O caso, que expõe falhas administrativas e erros técnicos, tem raízes nítidas: em 2020, durante a gestão do então Ministério da Cultura dirigida por Dario Franceschini, houve uma errata catalogazione. A obra foi registrada como um quadro oitocentista de valor modesto e, com base nessa avaliação, autorizada para esportazione para a Suíça por valor declarado na ordem de 38 mil euros.
O quadro voltou a ser reavaliado em 2022, após intervenções de restauro e perícias solicitadas por casas de leilão; a Christie's concluiu que se tratava de um dipinto trecentesco de importância e valor muito superiores — estimado em mais de meio milhão de euros. A constatação técnica abriu a tentativa de reversão administrativa, conduzida pelo Ministério sob a liderança do ministro Sangiuliano, no governo Meloni, por meio de um procedimento de annullamento in autotutela.
O esforço de recuperação, porém, colidiu com limites temporais previstos na lei. Como explicou Alessandro Amorese, líder do grupo Fratelli d'Italia na Comissão Cultura da Câmara, o erro original de 2020 comprometeu de modo irrecuperável a possibilidade de tutela do bem, tornando a anulação tardia e juridicamente ineficaz. Em sua nota, Amorese também procura afastar responsabilidade política direta do atual ministro da Cultura, Alessandro Giuli, ao situar a gênese do problema na gestão anterior.
Do outro lado do espectro político, a senadora Vincenza Aloisio (M5S) classificou o episódio como mais um capítulo negativo envolvendo o Ministério da Cultura e criticou a gestão pública pela suposta incapacidade de proteger o patrimônio. Aloisio descreveu a perda como consequência de uma condução ineficaz e desordenada das autoridades competentes e pediu responsabilidades claras e medidas rigorosas para salvaguardar obras nacionais.

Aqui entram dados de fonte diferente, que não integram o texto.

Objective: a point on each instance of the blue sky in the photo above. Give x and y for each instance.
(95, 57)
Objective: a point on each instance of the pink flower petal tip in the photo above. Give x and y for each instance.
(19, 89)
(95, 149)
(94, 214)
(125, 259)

O caso agora fecha-se sobre uma constatação técnica transformada em questão jurídica: o quadro, apesar de identificado como peça de alto valor artístico, permanece no exterior porque o mecanismo legal de tutela foi acionado fora do prazo. É um exemplo preciso de como erros de registro e falhas processuais podem produzir danos patrimoniais irreversíveis.
Apuração, cruzamento de fontes e documentos oficiais mostram o fio dessa história: da errata catalogazione de 2020 à peritagem de 2022, do pedido de anulação administrativa à decisão final do Consiglio di Stato. A realidade traduzida é esta — perdas factuais, debates institucionais e a pergunta pendente sobre como evitar que erros idênticos voltem a pôr em risco o acervo cultural do país.